We have more than 6000 people working in engineering (in India), and more than 4000 of them are working in software development~
Q. What is the next level of your head up display in terms of value or information that it will offer without distracting the driver?
The main evolution for us is to map virtual information to the real environment, to put elements in perspective, to help the driver look ahead and to recognize objects, to direct his attention to some elements and enhance safety, in a way that doesn’t fill the driver’s mind with useless information. What it means is that to put the right intelligence into the HMI (Human Machine Interface) system.
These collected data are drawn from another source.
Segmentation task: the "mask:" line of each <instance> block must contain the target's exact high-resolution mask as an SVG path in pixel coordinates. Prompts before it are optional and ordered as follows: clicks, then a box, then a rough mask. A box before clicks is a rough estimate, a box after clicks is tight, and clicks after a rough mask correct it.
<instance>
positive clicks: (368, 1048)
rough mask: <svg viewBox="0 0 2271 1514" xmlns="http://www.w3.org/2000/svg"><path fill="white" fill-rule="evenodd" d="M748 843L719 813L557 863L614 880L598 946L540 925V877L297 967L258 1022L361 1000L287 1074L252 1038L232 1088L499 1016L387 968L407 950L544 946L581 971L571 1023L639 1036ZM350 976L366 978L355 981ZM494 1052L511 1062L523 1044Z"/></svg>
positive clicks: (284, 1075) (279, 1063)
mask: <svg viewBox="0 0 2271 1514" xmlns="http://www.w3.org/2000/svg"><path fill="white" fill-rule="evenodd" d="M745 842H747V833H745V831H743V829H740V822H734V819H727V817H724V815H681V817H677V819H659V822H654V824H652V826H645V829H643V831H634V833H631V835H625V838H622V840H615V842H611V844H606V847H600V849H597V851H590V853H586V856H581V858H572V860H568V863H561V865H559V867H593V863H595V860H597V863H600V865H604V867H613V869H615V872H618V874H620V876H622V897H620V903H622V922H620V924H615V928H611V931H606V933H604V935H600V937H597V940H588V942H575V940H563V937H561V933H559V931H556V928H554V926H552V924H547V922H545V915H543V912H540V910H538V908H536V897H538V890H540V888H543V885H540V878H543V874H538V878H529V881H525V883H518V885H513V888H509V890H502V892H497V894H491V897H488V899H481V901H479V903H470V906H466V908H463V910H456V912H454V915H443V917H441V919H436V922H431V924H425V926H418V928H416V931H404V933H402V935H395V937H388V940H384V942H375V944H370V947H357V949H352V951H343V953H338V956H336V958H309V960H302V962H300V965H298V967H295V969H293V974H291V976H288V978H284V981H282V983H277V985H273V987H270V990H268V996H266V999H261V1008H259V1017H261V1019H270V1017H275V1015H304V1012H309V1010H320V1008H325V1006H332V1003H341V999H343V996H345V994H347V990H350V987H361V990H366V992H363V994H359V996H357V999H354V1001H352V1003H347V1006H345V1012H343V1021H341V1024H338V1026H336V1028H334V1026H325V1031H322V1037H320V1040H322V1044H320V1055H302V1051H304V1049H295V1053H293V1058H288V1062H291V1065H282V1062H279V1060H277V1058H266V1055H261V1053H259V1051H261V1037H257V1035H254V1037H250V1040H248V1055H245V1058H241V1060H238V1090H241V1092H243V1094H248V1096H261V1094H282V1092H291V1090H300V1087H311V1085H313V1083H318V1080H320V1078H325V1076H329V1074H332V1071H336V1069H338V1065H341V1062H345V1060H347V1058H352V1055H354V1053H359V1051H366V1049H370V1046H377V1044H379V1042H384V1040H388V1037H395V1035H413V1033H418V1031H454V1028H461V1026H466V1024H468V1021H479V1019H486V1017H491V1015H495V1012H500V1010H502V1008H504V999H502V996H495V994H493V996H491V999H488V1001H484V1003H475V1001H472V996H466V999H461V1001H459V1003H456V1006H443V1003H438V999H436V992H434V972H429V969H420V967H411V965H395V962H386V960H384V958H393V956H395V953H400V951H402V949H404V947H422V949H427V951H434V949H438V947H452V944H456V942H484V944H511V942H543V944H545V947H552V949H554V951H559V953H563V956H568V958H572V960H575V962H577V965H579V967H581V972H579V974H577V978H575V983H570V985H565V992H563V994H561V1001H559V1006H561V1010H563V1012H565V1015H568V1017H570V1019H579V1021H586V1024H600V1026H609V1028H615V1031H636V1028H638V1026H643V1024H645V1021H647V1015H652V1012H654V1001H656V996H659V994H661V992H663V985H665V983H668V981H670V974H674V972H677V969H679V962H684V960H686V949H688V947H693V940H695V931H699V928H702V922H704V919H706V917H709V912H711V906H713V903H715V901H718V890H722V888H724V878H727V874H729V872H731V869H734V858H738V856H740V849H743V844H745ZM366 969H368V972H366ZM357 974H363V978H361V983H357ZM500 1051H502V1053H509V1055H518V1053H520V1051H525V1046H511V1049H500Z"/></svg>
For example, you may not be the same when you drive in the morning feeling fresh or in the evening, when you may be tired. Or say, it’s a weekend. We are also thinking and looking at a system where we can understand the situation of the driver by monitoring the driver, and then adapt and provide appropriate insight depending on the time the driver is in the car. With these elements we will make the personalization precise, and valuable.
Q. All these developments in displays are good in terms of technology, but there is also another viewpoint which says that there should be a line drawn to ensure that it does not end up compromising safety of the passengers, or pedestrians because driver distraction could be potentially fatal.
It cannot be that being a leader in terms of passive and active safety, we leave the door open for distraction while driving. And therefore, all systems, and we continue to invest also massively in ADAS (Advanced Driver Assistance System) functions. And Level 2 to enhance security into the car through our vehicle dynamic solution braking system as well, where we continue to invest to increase the car’s passive safety.
We are also now using the power of artificial intelligence with what we call driver information where we can recognize drowsiness. We can also check the hands of the driver. And if something goes wrong, to stop the car. Something we are promoting as innovation is to prevent people looking at their mobile phone while driving and giving advice not to do so, or taking measures to keep the car safe. In all of these, information is extremely important.
Q. In India autonomous driving is a relatively new phenomenon in the availability of ADAS features in volume segment vehicles. How do you see the adoption of autonomous driving technology in markets like India?
We have conducted a study this year to understand the expectations of end-customers. The respondents, about 6000 people, say that is also valid for India, ‘yes, safety, we are ready to invest in additional safety and we do see the power of autonomous mobility, but we need of course to balance that and we expect the industry to make improvements to make it affordable’.
That means technology, but affordable. And that is extremely important for us and we are always looking at when technology reaches a point of democratisation, where we can go to a mass market. We are in the process, especially with the colleagues of Bengaluru, to make solutions that are affordable for the market step by step. But looking at the infrastructure in India, I think we have an interesting situation because there are of course a lot of use cases, you probably only see in India.
Mastering this in terms of complexity, drivers, driving conditions, cohabitation of two wheelers, three wheelers, four wheelers, buses and trucks, are for us a playground to develop the technology. And it’s not a surprise that we have extremely strong teams working on these components and technology, also out of Bengaluru, for the big OEMs locally, and also for Continental’s global portfolio by offering this technology abroad.